I am certainly aware of the Angelfish's infamous temperament hence I am still holding off. This time it's either Angelfish OR Discus, I don't want to mix them. The Angelfish is seriously nice though - again it has distinctive dark/black stripes and it has a bluish sheen that is more prominent on its upper half. I haven't seen this variety.

On the Guppy feeder stuff - I have begun removing them from the main tank - starting with the females and the fry with the blandest hue. I have drums where I grow water spinach, Bacopas and some unknown water plants - I transferred them there. Downside is my main tank will no longer have mosquito larvae for snacks. I did not make this clear but it is my friend who has a tilapia pond - I was planning to give him the female Guppies and fry but he doesn't want them lol.

My LFS still do not have both Neon and Discus. I have three choices now though - Callistus Tetra, Rummy Nose and Black Skirt. I think I will grab the first two.

On the Neons, I thought that they have the same environment as the Discus. Anyway attached are some photos of my tank.


----------



## Nordic (Nov 11, 2003)

Tilapia will rather eat snails than fish.


----------



## Avianwing (Dec 15, 2009)

What is the plant whose broad leaves are popping out of the top? Forget the technical term- border plants?? Would love to have them in my aquaria.

I would say Angels are wonderful. Jet black angels are the most beautiful freshwater aquarium fish in the world and would look awesome in your tank. Platinums would be a close second and Wild type silver third. Then the lesser mortals like Gold, Marbles, Pearlscale, Koi etc.


----------



## jaymyess (May 13, 2016)

Avianwing said:


> What is the plant whose broad leaves are popping out of the top? Forget the technical term- border plants?? Would love to have them in my aquaria.
> 
> I would say Angels are wonderful.
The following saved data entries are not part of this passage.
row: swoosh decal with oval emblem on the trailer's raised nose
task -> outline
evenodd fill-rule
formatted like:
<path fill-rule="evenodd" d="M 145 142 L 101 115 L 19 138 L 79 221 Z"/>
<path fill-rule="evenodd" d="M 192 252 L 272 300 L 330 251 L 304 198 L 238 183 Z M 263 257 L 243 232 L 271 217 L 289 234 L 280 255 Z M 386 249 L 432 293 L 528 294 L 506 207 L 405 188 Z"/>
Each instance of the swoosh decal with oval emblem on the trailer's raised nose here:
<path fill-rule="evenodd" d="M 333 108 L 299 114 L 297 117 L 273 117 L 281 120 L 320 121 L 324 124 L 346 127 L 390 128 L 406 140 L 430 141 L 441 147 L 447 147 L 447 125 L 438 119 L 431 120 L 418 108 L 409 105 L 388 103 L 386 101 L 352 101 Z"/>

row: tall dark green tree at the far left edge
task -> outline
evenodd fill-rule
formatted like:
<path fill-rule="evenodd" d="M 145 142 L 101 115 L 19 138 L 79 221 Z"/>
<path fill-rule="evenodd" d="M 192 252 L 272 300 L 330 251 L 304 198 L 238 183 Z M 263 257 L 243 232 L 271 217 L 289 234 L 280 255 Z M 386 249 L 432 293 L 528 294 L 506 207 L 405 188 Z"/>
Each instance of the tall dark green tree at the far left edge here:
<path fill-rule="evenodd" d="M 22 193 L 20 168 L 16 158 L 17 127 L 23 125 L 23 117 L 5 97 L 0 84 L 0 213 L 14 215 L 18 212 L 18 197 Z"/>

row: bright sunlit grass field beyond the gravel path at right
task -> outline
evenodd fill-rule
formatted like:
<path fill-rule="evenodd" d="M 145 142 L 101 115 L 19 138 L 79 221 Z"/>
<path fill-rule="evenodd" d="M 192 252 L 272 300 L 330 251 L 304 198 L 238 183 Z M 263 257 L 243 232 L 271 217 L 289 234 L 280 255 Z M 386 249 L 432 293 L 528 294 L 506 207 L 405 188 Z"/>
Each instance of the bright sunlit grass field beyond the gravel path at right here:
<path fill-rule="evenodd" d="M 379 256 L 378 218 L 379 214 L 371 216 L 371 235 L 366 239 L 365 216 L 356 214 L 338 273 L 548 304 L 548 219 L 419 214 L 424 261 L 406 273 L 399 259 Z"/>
Jet black angels are the most beautiful freshwater aquarium fish in the world and would look awesome in your tank. Platinums would be a close second and Wild type silver third. Then the lesser mortals like Gold, Marbles, Pearlscale, Koi etc.


I am not sure which one you are referring to but i assume the one that has the most leaves - am I correct? It is a type of Philodendron which I couldn't find its specific name. From left to right: Pothos, Peace Lily, Philodendron. I may be wrong and it may not be a Philo but an Epipremnum - same class as Pothos. They do really well with their roots submerged but their leaves sticking out.

Yea Angels are really nice and I do love the all-black ones - not the pearl variety but the velvet ones. I'll do a wait-and-see if the Discus arrives or not. I can wait for about a month or so. As for feeder Guppies, I'll just remove them from the main tank and put them in the drum/bucket where my other aquatic plants are.


----------



## Avianwing (Dec 15, 2009)

OVT said:


> You are doomed.
> 
> The end result - I have hundreds upon hundreds of guppies in most of my tanks.
> 
> .


Why did you add Guppies in so many of your tanks? And how many tanks do you have?

Bump:


jaymyess said:


> I am not sure which one you are referring to but i assume the one that has the most leaves - am I correct? It is a type of Philodendron which I couldn't find its specific name. From left to right: Pothos, Peace Lily, Philodendron. I may be wrong and it may not be a Philo but an Epipremnum - same class as Pothos. They do really well with their roots submerged but their leaves sticking out.
> .


The one with the darker slightly dull leaves with the shape of a bay leaf. I guess it is what you have termed as a Philodendron


----------